Ms. Rideout suffers from lupus, and about six weeks into the pregnancy she underwent two strokes and two seizures, says Mr. Bouchat in a video on the Pittsburgh Post-Gazette’s website. She was hospitalized for a month. Then, two months after she was released, she was diagnosed with pre-eclampsia and HELLP syndrome. “Her blood pressure was sky-high and her liver was failing,” said Mr. Bouchat.

Faced with the possibility of death for both mother and child, they chose to deliver baby Taylor at 26 weeks. According to Taylor’s doctor, Dr. Jennifer Kloesz, the smallest babies they had delivered before Taylor were about 500 grams, but these babies were only 24 weeks gestation. Dr. Kloesz said that Taylor was about half the size of a normal 26-week baby.

“The reason that she’s still here and is going to survive and be discharged is that she was 26 weeks,” Dr. Kloesz said. “Her organ systems had developed more like a 26-weeker so that she was able to respond to our resuscitation.”

Dr. Kloesz said that if Taylor had not been gestated so long, they might not have made the attempt. Referring to her being 26 weeks, she said, “That’s kinda the main thing that makes her so different and why it was worth giving it a try, with her parents’ wishes,” continues Dr. Kloesz.

But Ms. Rideout urges parents facing similar difficulties never to give up, reports WXPI in Pittsburgh. “I would tell them,” she said, “don't give up on their child if they're born small or have a disease or anything. There's a God in this world, and if it's meant to be, it will be.”

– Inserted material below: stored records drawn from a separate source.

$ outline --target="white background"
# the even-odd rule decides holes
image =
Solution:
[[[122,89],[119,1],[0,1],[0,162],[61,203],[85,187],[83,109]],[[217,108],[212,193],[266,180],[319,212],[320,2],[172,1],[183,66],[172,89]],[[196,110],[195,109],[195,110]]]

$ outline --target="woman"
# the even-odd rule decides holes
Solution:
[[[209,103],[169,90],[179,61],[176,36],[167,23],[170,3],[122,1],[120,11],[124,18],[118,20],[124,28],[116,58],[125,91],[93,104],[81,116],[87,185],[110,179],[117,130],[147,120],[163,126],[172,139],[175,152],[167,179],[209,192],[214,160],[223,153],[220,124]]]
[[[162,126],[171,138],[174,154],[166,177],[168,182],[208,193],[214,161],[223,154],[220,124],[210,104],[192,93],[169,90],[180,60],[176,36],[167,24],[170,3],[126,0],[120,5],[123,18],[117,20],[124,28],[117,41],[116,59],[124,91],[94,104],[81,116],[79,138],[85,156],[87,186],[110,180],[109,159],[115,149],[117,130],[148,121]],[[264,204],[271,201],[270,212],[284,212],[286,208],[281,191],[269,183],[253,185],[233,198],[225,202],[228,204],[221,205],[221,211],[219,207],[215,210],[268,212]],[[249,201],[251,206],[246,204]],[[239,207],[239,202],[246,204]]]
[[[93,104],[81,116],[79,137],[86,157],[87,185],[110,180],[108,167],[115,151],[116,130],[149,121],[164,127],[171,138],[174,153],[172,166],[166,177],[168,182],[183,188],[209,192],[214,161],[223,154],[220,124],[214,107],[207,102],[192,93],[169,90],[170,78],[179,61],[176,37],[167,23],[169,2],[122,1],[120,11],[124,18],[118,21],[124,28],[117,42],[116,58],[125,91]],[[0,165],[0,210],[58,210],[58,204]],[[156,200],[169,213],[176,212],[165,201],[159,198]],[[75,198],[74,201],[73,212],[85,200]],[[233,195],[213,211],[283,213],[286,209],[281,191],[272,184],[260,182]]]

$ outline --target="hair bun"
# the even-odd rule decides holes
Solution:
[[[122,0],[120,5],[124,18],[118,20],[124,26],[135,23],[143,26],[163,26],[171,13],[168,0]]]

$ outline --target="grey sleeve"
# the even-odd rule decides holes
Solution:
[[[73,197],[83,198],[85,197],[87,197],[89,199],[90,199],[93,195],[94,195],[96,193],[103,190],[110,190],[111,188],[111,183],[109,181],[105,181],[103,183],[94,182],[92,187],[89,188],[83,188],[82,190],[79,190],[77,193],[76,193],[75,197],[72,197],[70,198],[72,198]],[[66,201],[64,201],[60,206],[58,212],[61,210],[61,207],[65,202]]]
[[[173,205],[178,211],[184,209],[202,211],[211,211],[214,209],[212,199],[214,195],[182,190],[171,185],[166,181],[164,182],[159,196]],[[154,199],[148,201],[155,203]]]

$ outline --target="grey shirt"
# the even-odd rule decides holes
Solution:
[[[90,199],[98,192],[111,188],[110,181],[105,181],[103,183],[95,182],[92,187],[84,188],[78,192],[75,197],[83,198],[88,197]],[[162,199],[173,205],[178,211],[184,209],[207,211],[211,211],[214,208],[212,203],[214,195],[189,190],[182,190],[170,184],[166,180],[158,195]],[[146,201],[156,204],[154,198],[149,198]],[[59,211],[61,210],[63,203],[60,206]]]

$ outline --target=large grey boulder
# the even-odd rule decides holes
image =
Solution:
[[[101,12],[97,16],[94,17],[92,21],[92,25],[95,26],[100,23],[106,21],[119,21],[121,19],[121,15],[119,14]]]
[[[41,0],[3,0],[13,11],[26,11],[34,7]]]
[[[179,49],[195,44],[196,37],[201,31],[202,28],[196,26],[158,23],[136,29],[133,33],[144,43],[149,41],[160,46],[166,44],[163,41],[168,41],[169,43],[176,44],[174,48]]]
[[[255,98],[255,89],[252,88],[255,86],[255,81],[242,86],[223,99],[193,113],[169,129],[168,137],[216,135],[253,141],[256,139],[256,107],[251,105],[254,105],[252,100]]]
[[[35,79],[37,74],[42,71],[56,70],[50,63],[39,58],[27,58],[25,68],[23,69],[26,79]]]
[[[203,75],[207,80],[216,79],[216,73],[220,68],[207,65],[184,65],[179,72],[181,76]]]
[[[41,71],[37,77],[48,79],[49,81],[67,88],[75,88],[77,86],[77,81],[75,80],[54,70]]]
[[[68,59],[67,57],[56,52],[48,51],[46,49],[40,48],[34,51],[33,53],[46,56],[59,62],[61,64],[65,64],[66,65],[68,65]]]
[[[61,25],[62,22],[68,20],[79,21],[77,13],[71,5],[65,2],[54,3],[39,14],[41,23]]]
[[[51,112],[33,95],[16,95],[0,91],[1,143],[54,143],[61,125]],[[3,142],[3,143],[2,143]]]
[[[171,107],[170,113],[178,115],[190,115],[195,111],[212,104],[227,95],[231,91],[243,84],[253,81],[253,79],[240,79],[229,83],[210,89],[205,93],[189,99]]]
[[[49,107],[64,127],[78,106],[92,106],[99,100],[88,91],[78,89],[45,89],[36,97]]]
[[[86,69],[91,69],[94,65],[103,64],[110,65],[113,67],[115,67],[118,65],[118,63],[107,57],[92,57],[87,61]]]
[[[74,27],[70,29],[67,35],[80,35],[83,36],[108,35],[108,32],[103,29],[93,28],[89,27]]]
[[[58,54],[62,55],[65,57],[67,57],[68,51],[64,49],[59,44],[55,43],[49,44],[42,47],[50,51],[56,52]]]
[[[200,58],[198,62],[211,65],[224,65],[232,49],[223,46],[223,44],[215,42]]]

Taylor is now 83 days old, and weighs 3 pounds. She has been transferred into a transitional unit for a couple weeks in preparation for leaving the hospital.

Her parents, of course, are overjoyed. “I was scared that she wasn’t going to make it, but she made it, so it’s great,” said Ms. Rideout.

They are looking forward to bringing her home, but are grateful for the care she has received. “We’re just really looking forward to the time we can bring her home. But we’re just so thankful that she’s here, though, and just getting the care and attention. So even if we can’t have her home, we feel safe that she’s here,” said Mr. Bouchat.

“Despite all she’s been through, she seems to be a very happy person,” he said.